Technical information
- Licensing authority: FCC
- Facility ID: 135689
- Class: L1
- ERP: 1 watt
- HAAT: 292.6 meters (960 ft)
- Transmitter coordinates: 18°19′54″N 64°54′39″W﻿ / ﻿18.33167°N 64.91083°W

Links
- Public license information: LMS
- Website: wtjclpfm.com

= WTJC-LP =

Radio station in Charlotte Amalie, U.S. Virgin Islands

WTJC-LP (96.9 FM) is a radio station licensed to serve Charlotte Amalie, U.S. Virgin Islands. The station is owned by Methodist Church St. Thomas St. John Circuit Inc. It airs a Religious/Caribbean Gospel music format featuring a mix of teaching programs and Christian music. While many low-power FM stations cover only a limited area, due to the size of the U.S. Virgin Islands this station covers most of the population with a city-grade signal.

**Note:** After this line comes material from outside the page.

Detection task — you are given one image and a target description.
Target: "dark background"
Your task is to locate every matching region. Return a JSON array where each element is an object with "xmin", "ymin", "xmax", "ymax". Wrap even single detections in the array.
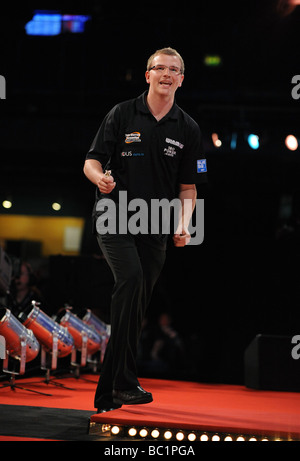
[{"xmin": 1, "ymin": 0, "xmax": 300, "ymax": 384}]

This station has been assigned the WTJC-LP call sign by the Federal Communications Commission since April 28, 2003.

WTJC-LP's broadcast center is located in the Christchurch Methodist Education and Outreach Complex in Market Square on St. Thomas. In 2004, in celebration of its first anniversary of broadcasting, this Methodist Radio Ministry station held a Praise-a-thon.